[C]ompassion is out of fashion — indeed, lack of compassion has become a matter of principle, at least among the G.O.P.’s base.
And what this means is that modern conservatism is actually a deeply radical movement, one that is hostile to the kind of society we’ve had for the past three generations — that is, a society that, acting through the government, tries to mitigate some of the "common hazards of life" through such programs as Social Security, unemployment insurance, Medicare and Medicaid.
Quite true. Why, then, do modern commentators persist in referring to modern conservatism as "conservatism"? While Krugman's statement is perversely unimpeachable -- "modern conservatism is actually a deeply radical movement" -- it also contains a colossally unconcealed contradiction, which is way overdue for journalistic retirement.
To posit that "conservatism" is a "deeply radical movement" is to untether oneself from intelligible language and customary comprehension. By definition, conservatism is anything but deeply radical. Indeed, authentic modern conservatism arose from Edmund Burke's revulsion of the French Revolution's butchery of political order (such as it was), cultural tradition, social institutions, and human life; that is, modern conservatism arose in reaction to modern radicalism.
Nonetheless most commentators feed conservatives' deliberate and cunning fiction: the latter are in no way, no shape, no form the intellectual legacy of true Burkeanism, yet the former happily and daily trundle them off -- as conservatives -- to glistening guillotines of trenchant denunciation.

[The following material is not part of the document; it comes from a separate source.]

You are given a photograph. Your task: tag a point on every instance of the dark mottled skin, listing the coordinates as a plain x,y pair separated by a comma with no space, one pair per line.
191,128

Which of course only delights the "conservative" pols, since most American voters regard their own political sensibilities as either conservative (in the original sense of the word) or leaning that way. These voters naturally if somewhat thoughtlessly identify with politicians who self-label as "conservative" (a label repeatedly confirmed by no less than the Fourth Estate); as well, these voters then interpret the commentariat's assaults on "conservative" pols and "conservatism" itself as liberally biased assaults on their own politico-philosophical identification.
So, to Mr. Krugman et al, please cease perpetuating the contradiction. Stop calling conservative pols what they are not: conservative. They are pseudoconservatives, they are reactionaries, they are radicals, and in some instances they are merely lunatics. But they are not conservative.
If authentic conservatives be left, they would be today's liberals, who struggle to conserve America's sociopolitical traditions.